From here on, there will be minimal differences between the server setups necessary for Win32 and those for Unix. Unless one or the other is specifically mentioned, you should assume that the text refers to both.

It would be nice to have a log of what goes on. In the first edition of this book, we found that a file access_log was created automatically in ...site.simple/logs. In a rather bizarre move since then, the Apache Group has broken backward compatibility and now requires you to mention the log file explicitly in the Config file using the TransferLog directive.

The ... /conf/httpd.conf file now contains the following:

User webuser
Group webgroup

ServerName www.butterthlies.com

DocumentRoot /usr/www/APACHE3/APACHE3/site.simple/htdocs

TransferLog logs/access_log

In ... /htdocs we have, as before, 1.txt :

hullo world from site.simple again!

Type ./go on the server. Become the client, and retrieve http://www.butterthlies.com. You should see:

Index of /
. Parent Directory
. 1.txt

Click on 1.txt for an inspirational message as before.

This all seems satisfactory, but there is a hidden mystery. We get the same result if we connect to http://sales.butterthlies.com. Why is this? Why, since we have not mentioned either of these URLs or their IP addresses in the configuration file on site.simple, do we get any response at all?
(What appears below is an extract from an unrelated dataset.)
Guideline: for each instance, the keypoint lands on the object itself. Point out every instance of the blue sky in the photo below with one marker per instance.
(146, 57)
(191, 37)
The answer is that when we configured the machine on which the server runs, we told the network interface to respond to anyof these IP addresses:

192.168.123.2
192.168.123.3

By default Apache listens to all IP addresses belonging to the machine and responds in the same way to all of them. If there are virtual hosts configured (which there aren’t, in this case), Apache runs through them, looking for an IP name that corresponds to the incoming connection. Apache uses that configuration if it is found, or the main configuration if it is not. Later in this chapter, we look at more definite control with the directives BindAddress, Listen, and <VirtualHost>.
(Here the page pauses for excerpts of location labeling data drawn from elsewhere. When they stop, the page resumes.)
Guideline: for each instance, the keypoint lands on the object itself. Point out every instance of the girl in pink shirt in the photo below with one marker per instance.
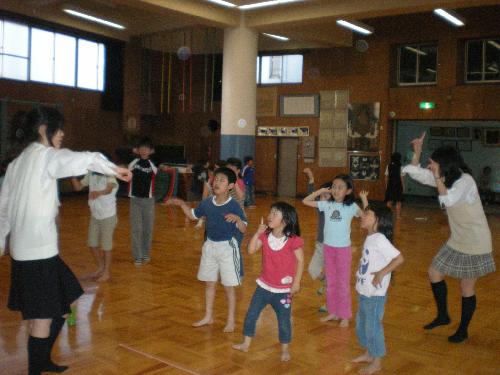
(282, 266)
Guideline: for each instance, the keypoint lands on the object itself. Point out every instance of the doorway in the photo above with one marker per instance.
(287, 167)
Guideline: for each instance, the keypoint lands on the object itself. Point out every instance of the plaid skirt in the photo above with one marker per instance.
(42, 289)
(453, 263)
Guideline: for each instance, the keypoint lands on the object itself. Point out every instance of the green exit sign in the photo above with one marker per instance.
(427, 105)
It has to be said that working like this (that is, switching rapidly between different configurations) seemed to get Netscape or Internet Explorer into a rare muddle. To be sure that the server was functioning properly while using Netscape as a browser, it was usually necessary to reload the file under examination by holding down the Control key while clicking on Reload. In extreme cases, it was necessary to disable caching by going to Edit Preferences Advanced Cache. Set memory and disk cache to 0, and set cache comparison to Every Time. In Internet Explorer, set Cache Compares to Every Time. If you don’t, the browser tends to display a jumble of several different responses from the server. This occurs because we are doing what no user or administrator would normally do, namely, flipping around between different versions of the same site with different versions of the same file. Whenever we flip from a newer version to an older version, Netscape is led to believe that its cached version is up-to-date.

Back on the server, stop Apache with ^C, and look at the log files. In ... /logs/access_log, you should see something like this:

192.168.123.1--- [<date-time>] "GET / HTTP/1.1" 200 177

200 is the response code (meaning “OK, cool, fine”), and 177 is the number of bytes transferred. In ... /logs/error_log, there should be nothing because nothing went wrong. However, it is a good habit to look there from time to time, though you have to make sure that the date and time logged correspond to the problem you are investigating. It is easy to fool yourself with some long-gone drama.

Life being what it is, things can go wrong, and the client can ask for something the server can’t provide. It makes sense to allow for this with the ErrorDocument command.